La scène présumée de chasse découverte dans la grotte de Sipong 4. (C: Maxime Aubert et al. )

 

Or ce panneau semble représenter une scène de chasse: cordes et lances à la main, six minuscules chasseurs y affrontent en effet un anoa (peut-être Bubalus quarlesi, un petit bovidé sulawésien) énorme par rapport à eux. Pour l'équipe de Maxime Aubert et d'Adam Brumm, l'ensemble formée par les différents personnages – tous rendus dans des pigments rouilles – est une composition. Elle représente une scène de chasse, plus exactement une battue au cours de laquelle, des chasseurs équipés (de cordes et de lances) attendent dissimulés (couchés dans la végétation) la grosse proie que le reste du groupe pousse vers eux:

Dans cette peinture rupestre découverte dans l’île de Sulawesi, en Indonésie, datée de 43 900 ans, des figures interprétées comme des êtres mi-humains, mi-animaux seraient en train de chasser un gros bovidé. (C: Ratno Sardi)

 

Il est vrai que c'est bien ce que l'on lit à première vue, quand on examine la partie du panneau en question (ci-dessus). Le caractère anthropomorphique des petits personnages est en tout cas indéniable, ce qui est déjà spectaculaire pour qui sait à quel point de telles représentations sont rares au début du Paléolithique supérieur.

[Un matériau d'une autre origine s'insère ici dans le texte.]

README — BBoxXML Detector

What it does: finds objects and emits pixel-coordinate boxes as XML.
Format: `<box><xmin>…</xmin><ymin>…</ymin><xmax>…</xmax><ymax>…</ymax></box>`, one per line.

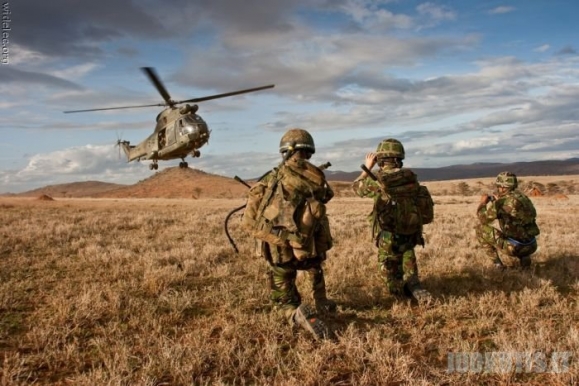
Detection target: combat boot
<box><xmin>314</xmin><ymin>298</ymin><xmax>338</xmax><ymax>314</ymax></box>
<box><xmin>404</xmin><ymin>283</ymin><xmax>434</xmax><ymax>305</ymax></box>
<box><xmin>519</xmin><ymin>255</ymin><xmax>531</xmax><ymax>270</ymax></box>
<box><xmin>493</xmin><ymin>257</ymin><xmax>506</xmax><ymax>272</ymax></box>
<box><xmin>292</xmin><ymin>304</ymin><xmax>330</xmax><ymax>340</ymax></box>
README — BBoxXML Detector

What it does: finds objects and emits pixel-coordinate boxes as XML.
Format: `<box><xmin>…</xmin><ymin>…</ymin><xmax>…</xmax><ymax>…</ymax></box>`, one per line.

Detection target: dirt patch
<box><xmin>552</xmin><ymin>193</ymin><xmax>569</xmax><ymax>200</ymax></box>
<box><xmin>36</xmin><ymin>194</ymin><xmax>54</xmax><ymax>201</ymax></box>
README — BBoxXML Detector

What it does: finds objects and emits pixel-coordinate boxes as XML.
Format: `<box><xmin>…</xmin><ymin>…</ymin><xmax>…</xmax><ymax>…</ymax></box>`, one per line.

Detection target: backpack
<box><xmin>242</xmin><ymin>160</ymin><xmax>333</xmax><ymax>260</ymax></box>
<box><xmin>501</xmin><ymin>191</ymin><xmax>540</xmax><ymax>239</ymax></box>
<box><xmin>374</xmin><ymin>169</ymin><xmax>434</xmax><ymax>235</ymax></box>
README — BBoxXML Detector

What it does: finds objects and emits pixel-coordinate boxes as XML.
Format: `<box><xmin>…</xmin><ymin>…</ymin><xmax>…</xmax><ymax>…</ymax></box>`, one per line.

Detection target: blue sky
<box><xmin>0</xmin><ymin>0</ymin><xmax>579</xmax><ymax>193</ymax></box>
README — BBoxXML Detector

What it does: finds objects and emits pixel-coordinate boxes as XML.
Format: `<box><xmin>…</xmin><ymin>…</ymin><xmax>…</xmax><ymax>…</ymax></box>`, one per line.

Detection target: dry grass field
<box><xmin>0</xmin><ymin>186</ymin><xmax>579</xmax><ymax>385</ymax></box>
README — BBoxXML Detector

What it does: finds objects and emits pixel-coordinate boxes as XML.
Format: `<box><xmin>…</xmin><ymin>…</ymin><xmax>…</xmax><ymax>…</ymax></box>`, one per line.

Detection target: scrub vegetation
<box><xmin>0</xmin><ymin>186</ymin><xmax>579</xmax><ymax>385</ymax></box>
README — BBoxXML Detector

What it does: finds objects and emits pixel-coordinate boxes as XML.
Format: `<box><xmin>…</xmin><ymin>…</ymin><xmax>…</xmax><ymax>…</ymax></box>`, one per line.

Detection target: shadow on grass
<box><xmin>422</xmin><ymin>254</ymin><xmax>579</xmax><ymax>298</ymax></box>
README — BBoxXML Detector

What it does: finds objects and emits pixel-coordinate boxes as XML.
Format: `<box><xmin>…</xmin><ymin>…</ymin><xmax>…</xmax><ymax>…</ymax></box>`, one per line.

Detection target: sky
<box><xmin>0</xmin><ymin>0</ymin><xmax>579</xmax><ymax>193</ymax></box>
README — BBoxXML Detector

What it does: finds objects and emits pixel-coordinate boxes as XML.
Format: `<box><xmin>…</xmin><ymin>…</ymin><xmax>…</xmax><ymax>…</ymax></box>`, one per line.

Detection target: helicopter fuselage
<box><xmin>65</xmin><ymin>67</ymin><xmax>274</xmax><ymax>170</ymax></box>
<box><xmin>123</xmin><ymin>108</ymin><xmax>209</xmax><ymax>162</ymax></box>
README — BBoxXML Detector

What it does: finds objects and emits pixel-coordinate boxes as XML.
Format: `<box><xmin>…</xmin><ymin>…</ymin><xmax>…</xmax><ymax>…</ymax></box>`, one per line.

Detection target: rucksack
<box><xmin>242</xmin><ymin>160</ymin><xmax>333</xmax><ymax>259</ymax></box>
<box><xmin>374</xmin><ymin>169</ymin><xmax>434</xmax><ymax>235</ymax></box>
<box><xmin>501</xmin><ymin>191</ymin><xmax>540</xmax><ymax>238</ymax></box>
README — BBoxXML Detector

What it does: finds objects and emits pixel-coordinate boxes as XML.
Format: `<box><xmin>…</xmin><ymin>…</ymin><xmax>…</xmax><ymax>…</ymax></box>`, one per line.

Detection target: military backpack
<box><xmin>373</xmin><ymin>169</ymin><xmax>434</xmax><ymax>235</ymax></box>
<box><xmin>242</xmin><ymin>160</ymin><xmax>332</xmax><ymax>259</ymax></box>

Sur le même panneau, d’autres chasseurs traquent d’autres bovidés ainsi que des cochons sauvages.

Or si les chasseurs représentés semblent humains, ils présentent plusieurs curieux traits animaux : l'un possède une queue, un autre un bec. De tels êtres mi-humains, mi animaux sont nommés par les préhistoriens des thérianthropes (du grec ancien thêríon pour animal, ánthrôpos pour humain).

En préhistoire européenne, les thérianthropes sont considérés comme des marqueurs de l'émergence de la spiritualité. Ainsi, l'homme-lion découvert dans la grotte de Hohlenstein-Stadel dans le pays souabe en Allemagne est un mélange d'humain et de lion des cavernes. Datée de 40000 ans, cette œuvre aurignacienne, fait penser à un totem, ces animaux symboles, que les clans familiaux des sociétés totémiques cherchent à s'associer, par exemple pour renforcer leurs images d'eux-mêmes par les attributs de la bête.

La statuette de l'homme-lion aurignacien, trouvé dans la grotte souabe de Hohlenstein-Stadel, c'est pas sans évoquer un thème totémique, mais elle pourrait avoir eu un tout autre sens. Un sens spirituel en tout cas! (C:Dagmar Hollmann )

La découverte de thériantropes en Indonésie montrerait une fois de plus que certains traits culturels – comme la pratique de l'art figuratif incluant des thériantropes – ne sont pas exclusivement européens, et datent probablement d'une époque ancienne, peut-être même d'un temps précédant l'expansion sapiens à travers la planète… À cet égard, nous en saurons plus le jour où de l'art pariétal ou quelque forme d'art aussi ancien que l'art préhistorique indonésien ou européen aura été découvert dans une autre partie du monde. Au Proche-Orient? En Inde? En Afrique ?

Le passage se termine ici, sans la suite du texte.